[HN Gopher] Prometheus metrics saves us from painful kernel debu...
___________________________________________________________________
Prometheus metrics saves us from painful kernel debugging (2022)
Author : goranmoomin
Score : 77 points
Date : 2024-07-21 10:34 UTC (12 hours ago)
(HTM) web link (utcc.utoronto.ca)
(TXT) w3m dump (utcc.utoronto.ca)
| lordnacho wrote:
| Sounds like they have node on their machines. Not the js
| framework, but the prometheus/grafana package that gives you all
| the meters for a generic system monitoring dashboard. Disk usage,
| CPU, memory, it's all set up already, just plug and play.
|
| In fact, I found a memory leak this way not long ago.
|
| Super useful having this on your infra, saves a lot of time.
| gouthamve wrote:
| Yup, https://github.com/prometheus/node_exporter is the
| standard way to monitor machine metrics with Prometheus.
| alfons_foobar wrote:
| FYI, it's called "node_exporter" ;)
| tass wrote:
| This awakened a memory from last year where a colleague and I
| were trying to understand where an increase in Linux memory was
| coming from in machines that hadn't been rebooted in a while.
| This was alerted to by Prometheus metrics.
|
| Even after all apps had been restarted, it persisted. Turned out
| to be a leak of slab memory allocations by a kernel module. That
| kernel module had since been updated, but all previous versions
| were still loaded by the kernel so the leak persisted until the
| next reboot.
|
| The leaky kernel module was CrowdStrike's falcon sensor.
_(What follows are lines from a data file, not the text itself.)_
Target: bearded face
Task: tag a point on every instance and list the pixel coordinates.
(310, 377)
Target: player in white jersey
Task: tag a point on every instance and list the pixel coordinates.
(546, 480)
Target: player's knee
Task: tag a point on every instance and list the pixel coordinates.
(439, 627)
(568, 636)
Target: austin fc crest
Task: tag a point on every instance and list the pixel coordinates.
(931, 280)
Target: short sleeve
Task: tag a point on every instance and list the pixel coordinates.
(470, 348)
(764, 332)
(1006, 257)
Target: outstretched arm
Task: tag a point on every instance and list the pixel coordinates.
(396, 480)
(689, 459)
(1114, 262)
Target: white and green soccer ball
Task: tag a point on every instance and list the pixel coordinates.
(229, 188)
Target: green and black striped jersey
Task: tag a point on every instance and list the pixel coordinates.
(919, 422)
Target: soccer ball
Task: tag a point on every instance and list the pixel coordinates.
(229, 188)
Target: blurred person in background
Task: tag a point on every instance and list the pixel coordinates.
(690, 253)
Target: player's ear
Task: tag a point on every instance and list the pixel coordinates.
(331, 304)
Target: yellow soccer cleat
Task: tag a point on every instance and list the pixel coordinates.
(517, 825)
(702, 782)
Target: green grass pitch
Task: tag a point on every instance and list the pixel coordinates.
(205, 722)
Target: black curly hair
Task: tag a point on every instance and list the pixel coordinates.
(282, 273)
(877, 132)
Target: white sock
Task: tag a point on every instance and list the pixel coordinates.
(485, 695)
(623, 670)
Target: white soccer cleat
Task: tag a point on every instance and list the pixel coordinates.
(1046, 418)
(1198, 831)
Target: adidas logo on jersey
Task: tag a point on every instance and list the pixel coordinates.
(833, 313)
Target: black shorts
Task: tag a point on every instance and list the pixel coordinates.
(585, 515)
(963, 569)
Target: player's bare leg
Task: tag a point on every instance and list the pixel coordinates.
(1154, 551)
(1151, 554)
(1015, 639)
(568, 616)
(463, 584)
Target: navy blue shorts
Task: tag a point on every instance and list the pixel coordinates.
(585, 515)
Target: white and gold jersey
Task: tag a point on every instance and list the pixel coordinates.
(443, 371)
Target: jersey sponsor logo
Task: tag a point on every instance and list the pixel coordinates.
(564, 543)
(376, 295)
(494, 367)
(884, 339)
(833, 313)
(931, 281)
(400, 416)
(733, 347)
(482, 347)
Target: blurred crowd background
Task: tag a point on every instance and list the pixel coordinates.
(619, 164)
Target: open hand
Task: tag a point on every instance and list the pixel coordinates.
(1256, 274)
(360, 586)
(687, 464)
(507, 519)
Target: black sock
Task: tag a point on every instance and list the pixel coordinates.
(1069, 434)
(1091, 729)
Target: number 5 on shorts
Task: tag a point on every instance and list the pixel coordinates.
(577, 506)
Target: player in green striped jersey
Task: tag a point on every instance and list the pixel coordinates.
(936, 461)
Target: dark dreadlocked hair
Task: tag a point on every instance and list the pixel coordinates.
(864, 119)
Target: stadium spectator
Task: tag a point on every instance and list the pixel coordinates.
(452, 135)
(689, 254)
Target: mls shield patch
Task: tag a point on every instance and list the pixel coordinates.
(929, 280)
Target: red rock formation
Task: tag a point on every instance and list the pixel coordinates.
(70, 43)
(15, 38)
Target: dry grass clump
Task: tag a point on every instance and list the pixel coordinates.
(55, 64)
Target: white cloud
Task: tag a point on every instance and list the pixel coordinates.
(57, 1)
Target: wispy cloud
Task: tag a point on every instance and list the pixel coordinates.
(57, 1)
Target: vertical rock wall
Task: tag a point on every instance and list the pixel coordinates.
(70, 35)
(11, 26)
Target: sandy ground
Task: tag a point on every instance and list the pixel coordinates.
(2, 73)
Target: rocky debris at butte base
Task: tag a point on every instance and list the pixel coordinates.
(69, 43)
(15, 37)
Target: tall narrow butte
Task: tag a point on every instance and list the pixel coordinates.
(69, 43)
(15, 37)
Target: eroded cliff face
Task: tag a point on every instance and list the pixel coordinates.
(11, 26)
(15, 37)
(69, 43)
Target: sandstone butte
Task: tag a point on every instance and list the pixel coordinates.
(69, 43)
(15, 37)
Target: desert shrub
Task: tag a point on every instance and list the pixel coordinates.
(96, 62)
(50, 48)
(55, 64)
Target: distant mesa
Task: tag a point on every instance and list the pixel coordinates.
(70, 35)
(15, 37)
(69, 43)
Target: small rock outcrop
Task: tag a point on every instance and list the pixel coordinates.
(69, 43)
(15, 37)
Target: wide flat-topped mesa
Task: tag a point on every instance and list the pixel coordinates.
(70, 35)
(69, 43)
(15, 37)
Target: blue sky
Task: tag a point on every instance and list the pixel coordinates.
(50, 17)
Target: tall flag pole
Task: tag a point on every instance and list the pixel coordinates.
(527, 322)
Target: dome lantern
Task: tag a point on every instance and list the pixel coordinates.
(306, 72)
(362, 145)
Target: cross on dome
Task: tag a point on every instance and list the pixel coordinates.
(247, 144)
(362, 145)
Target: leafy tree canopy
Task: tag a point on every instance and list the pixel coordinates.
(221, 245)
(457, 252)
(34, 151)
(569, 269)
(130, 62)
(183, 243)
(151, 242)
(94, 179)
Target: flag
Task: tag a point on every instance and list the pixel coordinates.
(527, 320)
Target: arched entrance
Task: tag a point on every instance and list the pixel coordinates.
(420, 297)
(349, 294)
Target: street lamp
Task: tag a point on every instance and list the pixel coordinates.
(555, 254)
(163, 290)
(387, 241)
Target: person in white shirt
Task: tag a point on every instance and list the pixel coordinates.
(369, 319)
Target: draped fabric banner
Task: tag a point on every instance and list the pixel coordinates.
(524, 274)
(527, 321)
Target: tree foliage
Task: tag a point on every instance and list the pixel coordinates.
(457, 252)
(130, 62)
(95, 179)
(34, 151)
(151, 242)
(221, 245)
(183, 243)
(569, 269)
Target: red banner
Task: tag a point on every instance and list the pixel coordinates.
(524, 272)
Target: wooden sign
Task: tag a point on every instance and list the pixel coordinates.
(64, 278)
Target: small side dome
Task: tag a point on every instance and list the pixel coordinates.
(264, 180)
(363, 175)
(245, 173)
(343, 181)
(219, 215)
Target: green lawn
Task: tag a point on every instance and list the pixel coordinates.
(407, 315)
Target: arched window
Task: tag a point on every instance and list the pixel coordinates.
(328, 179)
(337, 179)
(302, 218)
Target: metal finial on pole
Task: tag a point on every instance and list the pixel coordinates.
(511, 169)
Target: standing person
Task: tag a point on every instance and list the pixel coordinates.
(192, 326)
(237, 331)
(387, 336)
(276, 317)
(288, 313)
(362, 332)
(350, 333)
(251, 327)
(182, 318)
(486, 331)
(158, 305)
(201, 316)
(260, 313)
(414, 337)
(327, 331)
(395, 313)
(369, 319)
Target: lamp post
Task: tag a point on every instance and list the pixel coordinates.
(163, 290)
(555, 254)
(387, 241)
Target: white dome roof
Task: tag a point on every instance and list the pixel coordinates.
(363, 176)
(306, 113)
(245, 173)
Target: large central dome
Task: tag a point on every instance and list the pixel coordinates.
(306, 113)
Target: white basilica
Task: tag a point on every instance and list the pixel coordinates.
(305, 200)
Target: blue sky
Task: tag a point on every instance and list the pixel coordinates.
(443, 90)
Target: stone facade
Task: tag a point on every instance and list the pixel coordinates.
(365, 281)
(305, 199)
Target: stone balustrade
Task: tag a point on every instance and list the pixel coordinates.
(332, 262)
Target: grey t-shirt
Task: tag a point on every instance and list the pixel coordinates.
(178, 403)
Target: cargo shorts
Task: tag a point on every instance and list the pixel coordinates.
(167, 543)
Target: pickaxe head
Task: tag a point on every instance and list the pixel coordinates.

It
| started a discussion where engineering had no option but to run
| these things for the sake of security, there were no instances
| where it actually caught anything, but it had the potential to
| cause incidents and outages.
| josephcsible wrote:
| Do you mean "engineering had no option but to run these things
| for the sake of compliance"?
| tass wrote:
| Compliance was the reasoning they raised, yes.
|
| Whether you require this particular tool to meet compliance,
| and whether that tool needs to be deployed across the entire
| stack might be open to interpretation though.
| atomicnumber3 wrote:
| Open to interpretation but it often ends up something like
| this:
|
| 1. "Do we need to use this shovelware? Can't we achieve
| compliance via <a few sane steps>?
|
| 2. CTO/CEO: We can either use this software and you don't
| have to think about it, or we can do your thing and I'm
| going to hang you out to dry the second literally anything
| goes wrong with it.
|
| 3. "Ah. Ok nevermind." [starts updating resume]
|
| IMO it's part of this toxic culture against DIYing
| literally anything. Yes NIH can be bad, but so is the
| complete opposite where you make insane decisions
| (technical or money-wise) because of a culture where people
| are punished for trying to DIY when it does make sense.
|
| At a particularly toxic past org of mine, we actually had a
| "joke" (not the ha-ha kind of joke, the i can't believe we
| actually do this kind) where for a few key decisions we
| appointed someone to be the "Jesus" for that decision -
| someone who was already planning to quit, so they could
| make a decision that was correct but would get them
| punished, then "die for our sins", leaving us with the
| benefits of a correct decision having been made but without
| any of the political fallout of having done something that
| offends the sensibilities of leadership.
|
| Yes eventually you run out of messiahs to sacrifice and yes
| it sucked to work where a lot. But damn did they pay really
| well, so, yknow.
| znpy wrote:
| > against DIYing literally anything
|
| I get your feeling but I largely disagree: I've seen too
| many DYI mini-projects that implemented just enough and
| became too much important, and when they broke no one was
| around to fix that (the implementer had left a long ago
| and left scarce to no documentation at all).
|
| The nice thing about using an off-the-shelf product is
| that usually either it comes with support or there's some
| kind of community where you can go and ask for help).
|
| There is this insidious cognitive bias in (software?)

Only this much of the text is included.